Improving Application QoS with Residential Multihoming

A. Habib, J. Chuang. "Improving Application QoS with Residential Multihoming". Computer Networks, Volume 51, Issue 12, Pages 3323-3337, August 2007.


An appealing solution for a networked end host to circumvent last mile congestion is to connect to multiple service providers simultaneously, which is known as multihoming. The differences in peering relationships among different service providers make it possible for multihomed hosts to use significantly different routes to the same destination. Therefore, multihoming can dynamically avoid points of congestion in the network by taking advantage of the choice among different routes available at any given time.

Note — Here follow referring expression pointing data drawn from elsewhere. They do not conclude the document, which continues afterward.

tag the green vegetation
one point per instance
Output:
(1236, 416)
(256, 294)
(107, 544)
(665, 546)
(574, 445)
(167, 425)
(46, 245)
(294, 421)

In this paper, we evaluate the potential benefits of residential multihoming for different classes of applications. For Web access applications, we show that response times and download times can be significantly reduced by multihoming, and this is achievable by employing a simple measurement-based switching algorithm. For Voice-over-IP (VoIP) applications, we show via analysis and wide area experiments that perceived voice quality, as quantified by the Mean Opinion Score (MOS) metric, can be improved with a combination of multihoming and forward error correction coding. Finally, for video streaming applications, performance improvements can be realized by splitting video sessions over multiple physical links and migrating sessions to non-congested paths. Collectively, these results suggest that multihoming can be an effective solution to provide quality of service for diverse classes of Internet applications for residential users.